This document should enable us to imagine a face, but we are presented only with a tomb. it is History that lies in the tomb. the archive of the history of transatlantic slavery is the record of a disappearance. these documents are therefore nothing more than ashes. why choose to preserve the account of a European colonizer, and not the life of a Black star? the answer to this question is irrelevant. the damage has already been done. we are too late.

What matters, however, is that after more than four hundred years, we don’t even know the name of the man…. but we remember with great fondness the name of Xica Manicongo, a name that is also a fable.
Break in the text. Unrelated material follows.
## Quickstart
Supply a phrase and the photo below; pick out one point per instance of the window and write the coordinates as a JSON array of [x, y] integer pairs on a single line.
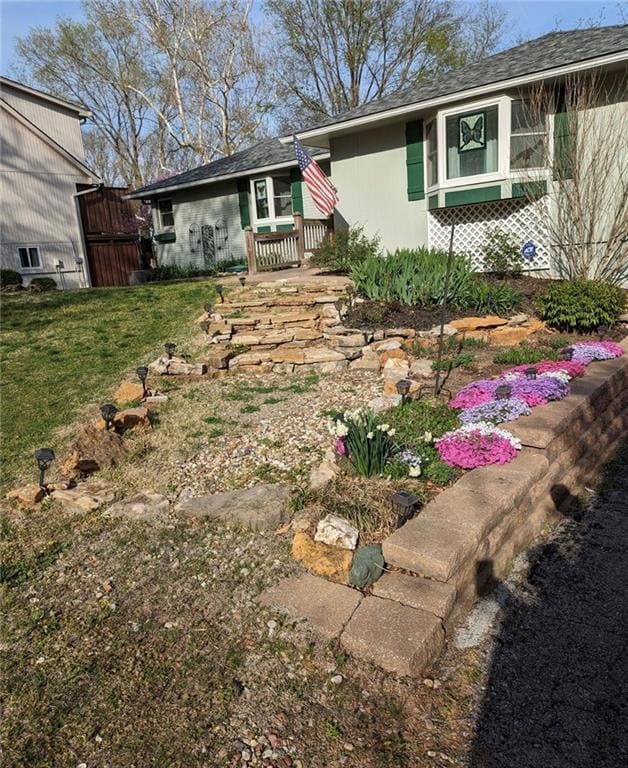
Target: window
[[262, 206], [432, 154], [527, 136], [166, 213], [29, 258], [273, 197], [472, 143]]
Manicongo is a distorted way of saying Mwene Kongo, lord of the Congo; Xica was a way that gender dissidents, especially Black women, used to rescue her from a violent naming that the world of slavery had addressed to her: Francisco. thus, Xica Manicongo is a way of fabulating the sonic signature of this creature whose unfathomable beauty we will never know.

Xica was forcibly brought to Salvador at the end of the 16th century. according to reports, a 

Man named…, a man… was reportedly disturbed by Xica’s radically free gender and sexuality performativity, denouncing her to the Holy Inquisition. Xica defended her refusal, choosing to remain free. finally, to avoid death, she decided to retreat, to deceive the usurpers using her man costumes. would this have been the first record of a Drag King in the history of the invaded territory called Brazil?

What can we imagine before these crooked letters arranged on this moldy paper? a memory. the memory that even oblivion is never absolute. the memory of unpredictability, in which what should have been annihilated resurfaces in another way, in another place: Sertransneja, Coletiva Xica Manicongo, Jaqueline Gomes de Jesus, Bixarte, Xica a peça, Xica Manicongo… the memory of the loud laugh, the serene gingado, the brute force and the indomitable courage of the one we now call Xica Manicongo.

Ashes have long been used in Africa and Abya Yala as a component of soil fertilization. there, then, we are summoned to imagine, before this tomb, new wild fruits of the African diaspora in Brazil that erupt and stir a different way of writing to traverse time.

abigail Campos Leal
translated from Portuguese by Mariana nacif mendes

Xica Manicongo (c. 1600, Congo – Salvador, BA, Brazil, c. 1600) is considered the first transgender person in Brazil. She was enslaved and worked as a shoemaker in the city of Salvador. Xica Manicongo refused to wear clothing considered masculine and to behave according to societal expectations of a man, which led to accusations of sodomy and being part of a group of sodomite sorcerers. She was judged by the Holy Inquisition Court and sentenced to be burned at the stake in public and to have her descendants dishonored for three generations. Manicongo relinquished her feminine identity.